Kedua mata Abu Shaleh terbelalak. Ia merasa heran, bukankah syarat yang dikemukakan itu sudah dipenuhi. “Syarat apa lagi ini?” gumamnya dalam hati. Akhinrya, Abu Shaleh berbicara …

“Syarat apa lagi yang harus aku laksanakan?”

“Kamu harus menikahi anak saya yang semata wayang. Saat ini, ia sedang berada di rumah karena lumpuh, tuli, dan bisu” ujar Pak Tua.

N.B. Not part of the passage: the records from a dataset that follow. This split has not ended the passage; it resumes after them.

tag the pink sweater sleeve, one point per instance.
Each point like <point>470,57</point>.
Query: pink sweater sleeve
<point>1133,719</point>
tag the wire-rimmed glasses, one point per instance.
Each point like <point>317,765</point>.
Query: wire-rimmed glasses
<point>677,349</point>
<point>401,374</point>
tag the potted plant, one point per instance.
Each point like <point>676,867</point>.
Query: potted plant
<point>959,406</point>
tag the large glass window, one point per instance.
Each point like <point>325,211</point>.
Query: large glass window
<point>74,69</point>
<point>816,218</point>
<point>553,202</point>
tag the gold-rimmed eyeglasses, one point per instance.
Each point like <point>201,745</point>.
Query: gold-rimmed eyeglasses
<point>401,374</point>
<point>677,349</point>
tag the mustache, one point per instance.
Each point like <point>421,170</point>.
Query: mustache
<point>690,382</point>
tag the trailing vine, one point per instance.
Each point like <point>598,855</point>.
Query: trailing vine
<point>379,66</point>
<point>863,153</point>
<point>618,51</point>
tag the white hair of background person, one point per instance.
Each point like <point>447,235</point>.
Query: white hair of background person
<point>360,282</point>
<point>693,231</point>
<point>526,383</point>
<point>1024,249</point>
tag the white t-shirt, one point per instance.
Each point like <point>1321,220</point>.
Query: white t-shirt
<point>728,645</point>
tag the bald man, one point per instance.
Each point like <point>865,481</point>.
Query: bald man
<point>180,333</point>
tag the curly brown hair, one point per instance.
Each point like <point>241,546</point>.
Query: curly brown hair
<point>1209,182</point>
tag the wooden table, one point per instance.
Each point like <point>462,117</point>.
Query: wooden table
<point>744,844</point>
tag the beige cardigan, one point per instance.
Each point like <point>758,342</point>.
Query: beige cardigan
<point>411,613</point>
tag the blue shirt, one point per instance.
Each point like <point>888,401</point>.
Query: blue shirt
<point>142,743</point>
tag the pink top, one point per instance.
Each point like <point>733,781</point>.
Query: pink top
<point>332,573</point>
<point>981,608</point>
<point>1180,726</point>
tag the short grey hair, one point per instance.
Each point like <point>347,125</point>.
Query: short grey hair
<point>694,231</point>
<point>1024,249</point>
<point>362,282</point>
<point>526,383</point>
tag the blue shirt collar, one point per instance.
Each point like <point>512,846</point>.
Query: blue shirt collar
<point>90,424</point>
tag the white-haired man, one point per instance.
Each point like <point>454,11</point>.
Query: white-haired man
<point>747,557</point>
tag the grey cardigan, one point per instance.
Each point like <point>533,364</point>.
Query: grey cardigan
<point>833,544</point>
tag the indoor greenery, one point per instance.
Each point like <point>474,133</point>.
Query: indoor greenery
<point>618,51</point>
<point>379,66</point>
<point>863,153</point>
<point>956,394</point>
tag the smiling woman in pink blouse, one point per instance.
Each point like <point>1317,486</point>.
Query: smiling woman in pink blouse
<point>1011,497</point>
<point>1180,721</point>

Abu Shaleh berpikir keras untuk mencari jawaban dan solusi atas persyaratan ini. Mampukah ia menikahi seorang wanita yang lumpuh, bisu, dan tuli? “Ya Allah. Berilah petunjuk kepada hamba-Mu yang dalam kebingungan ini?” jeritnya dalam hati kepada Allah.

“Bagaimana …? Bisa?” tanya Pak Tua.

“Baiklah. Demi dan karena Allah, saya siap untuk menikahi puteri Pak Tua” jawabnya sedikit ragu.

“Kalau begitu, kita pulang ke rumah” ajak Pak Tua.

Abu Shaleh dan Pak Tua pulang ke rumah untuk mengurusi segala sesuatu yang berkaitan dengan pernikahan. Setelah rukun dan syarat pernikahan sudah siap, ia berbicara empat mata dengan anak perempuannya di sebuah kamar yang tidak diketahui oleh siapa pun.

Akad nikahmu pun dilaksanakan dengan lancar. Tidak akan hura-hura. Tidak ada musik organ tunggal. Yang ada hanyalah kesederhanaan, tetapi penuh berkah dan rahmat Allah.

Selang beberapa jam dari pelaksanaan akad nikah, Abu Shaleh melakukan protes kepada mertuanya.

“Pak, mengapa Bapak berbohong kepada saya?” tanya Abu Shaleh.

“Dulu, Bapak bilang bahwa anak Bapak ini perempuan yang lumpuh, tuli, dan bisu. Padahal, ia adalah seorang gadis yang sempurna. Ia cantik jelita. Ia juga tidak tuli dan tidak bisu” lanjutnya.

Sambil tersenyum ramah, Pak Tua memberi penjelasan yang kemudian menggugah kesadaran Abu Shaleh.

“Yang Bapak maksud lumpu itu, karena anak perempuanku ini tidak pernah melangkahkan kaki, kecuali untuk kebaikan dan kebenaran. Ia tidak pernah keluar rumah untuk berhura-hura dan berfoya, kecuali untuk berjihad di jalan Allah, termasuk mencari ilmu. Ia disebut tuli karena telinganya hanya digunakan untuk mendengarkan perkataan atau nasihat yang baik dan benar. Ia tidak mau mendengarkan gosip atau omongan orang yang tidak benar. Ia disebut bisu karena lisannya hanya untuk berbicara yang baik, bukan asal bunyi. Jika ia tidak bisa berbicara benar dan baik, ia akan diam. Itulah kepribadian anak perempuanku, anakku”.

Selama beberapa tahun kemudian, keluarga Abu Shaleh yang beristrikan wanita shalehah dikarunia keturunan yang baik. Sebagian besar dari keturunannya adalah generasi penghapal Alquran. Keluarga ini bukan hanya menjadi mawaddah wa rahmah, melainkan juga imaaman lil muttaqiin bagi keluarga lainnya. Subhanallah.